Interpretable Temporal Facial-Region Motion Analysis for In-the-Wild Parkinson's Disease Video Classification
Pith reviewed 2026-06-27 16:56 UTC · model grok-4.3
The pith
Normalized velocity descriptors from 14 facial regions classify in-the-wild Parkinson's videos at 0.826 balanced accuracy using a Random Forest.
A machine-rendered reading of the paper's core claim, the machinery that carries it, and where it could break.
Core claim
Normalized velocity descriptors computed over 14 predefined facial regions, when fed to a Random Forest, reach 0.826 balanced accuracy and 0.855 AUROC on the held-out YouTubePD test split; the same representation remains stable across ten random seeds (0.810 ± 0.018 balanced accuracy). Static geometry, un-normalized velocity, relative velocity, and a GRU sequence model all underperform this combination under identical protocol. Region ablation and permutation importance further show that the method is interpretable at the level of individual facial areas.
What carries the argument
Normalized velocity descriptors: per-region Euclidean displacements between consecutive frames, scaled by the inter-ocular distance of that frame, aggregated over time and used as input features to a Random Forest classifier.
If this is right
- The representation is stable enough that performance does not depend on a single random seed.
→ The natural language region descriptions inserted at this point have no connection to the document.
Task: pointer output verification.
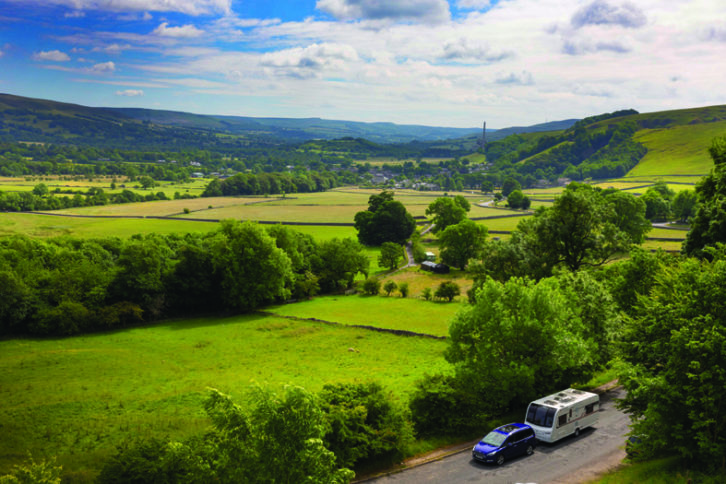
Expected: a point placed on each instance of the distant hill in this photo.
(30, 119)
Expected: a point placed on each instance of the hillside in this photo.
(613, 145)
(43, 120)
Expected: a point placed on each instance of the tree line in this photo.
(65, 286)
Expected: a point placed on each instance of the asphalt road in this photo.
(571, 460)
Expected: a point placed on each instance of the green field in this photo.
(14, 184)
(680, 150)
(77, 398)
(51, 226)
(408, 314)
- Ablation shows that performance drops when any of the 14 regions is removed, indicating distributed rather than single-region information.
- Permutation importance ranks regions consistently, supplying an explicit map from motion statistics to classification decisions.
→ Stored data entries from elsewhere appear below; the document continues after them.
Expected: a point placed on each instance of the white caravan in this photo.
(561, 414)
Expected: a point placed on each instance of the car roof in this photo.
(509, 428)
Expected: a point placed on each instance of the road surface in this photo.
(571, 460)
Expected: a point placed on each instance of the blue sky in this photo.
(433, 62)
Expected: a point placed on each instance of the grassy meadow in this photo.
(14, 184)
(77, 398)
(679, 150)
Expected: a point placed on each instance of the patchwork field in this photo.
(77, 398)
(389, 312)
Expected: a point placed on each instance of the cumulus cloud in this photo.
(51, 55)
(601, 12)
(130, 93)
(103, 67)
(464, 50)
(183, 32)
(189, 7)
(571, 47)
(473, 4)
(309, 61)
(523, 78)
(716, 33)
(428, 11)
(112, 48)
- The same descriptors remain competitive with a recurrent baseline while remaining fully interpretable by inspection of feature importances.
Where Pith is reading between the lines
- Because the features are derived only from 2D keypoints, the pipeline could be re-run on any existing video archive without new recordings.
- If the same descriptors were computed on videos paired with MDS-UPDRS facial scores, a regression extension might test whether motion magnitude tracks clinical severity.
- The seed-robustness result implies that future work can focus on dataset shift rather than hyper-parameter sensitivity when moving to new video sources.
Load-bearing premise
The YouTubePD videos constitute an unbiased and correctly labeled sample of real-world PD versus non-PD cases.
What would settle it
Retraining the identical normalized-velocity-plus-Random-Forest pipeline on a new dataset whose labels come from in-person neurological examination and observing balanced accuracy fall below 0.70 would falsify the claim that the descriptors reliably separate the classes.
Figures
read the original abstract
Reduced facial expressivity is a common motor manifestation of Parkinson's disease (PD), often described as hypomimia or facial bradykinesia. This paper examines whether temporal motion descriptors extracted from facial-region keypoints can support in-the-wild PD-related video classification on the YouTubePD benchmark. Each video is represented using geometric descriptors from 14 predefined facial regions. Static geometry, normalized geometry, velocity-based descriptors, relative-velocity descriptors, and a GRU sequence baseline are compared under the same binary classification protocol. To assess stability and interpretability, the study includes seed-robustness analysis, region-level ablation, and permutation importance. The best result is obtained with normalized velocity descriptors and a Random Forest classifier, reaching a balanced accuracy of 0.826 and an AUROC of 0.855 on the held-out test split. Across 10 random seeds, this representation remains stable, with balanced accuracy of 0.810 +/- 0.018 and AUROC of 0.855 +/- 0.005. Overall, the results suggest that normalized facial-region motion is a lightweight and interpretable representation for YouTubePD video classification. The study is framed as a benchmark-level analysis and does not claim clinical severity assessment or MDS-UPDRS facial-expression scoring.
Editorial analysis
A structured set of objections, weighed in public.
Referee Report
Summary. The paper evaluates temporal motion descriptors extracted from 14 predefined facial regions in videos for binary classification of Parkinson's disease (PD) versus non-PD on the YouTubePD benchmark. It compares static geometry, normalized geometry, velocity-based descriptors, relative-velocity descriptors, and a GRU baseline, reporting that normalized velocity descriptors paired with a Random Forest classifier achieve the highest performance: balanced accuracy 0.826 and AUROC 0.855 on the held-out test split. The work includes seed-robustness checks (stable at 0.810 ± 0.018 balanced accuracy across 10 seeds), region-level ablation, and permutation importance analysis, framing the contribution as a lightweight, interpretable benchmark study without clinical diagnostic claims.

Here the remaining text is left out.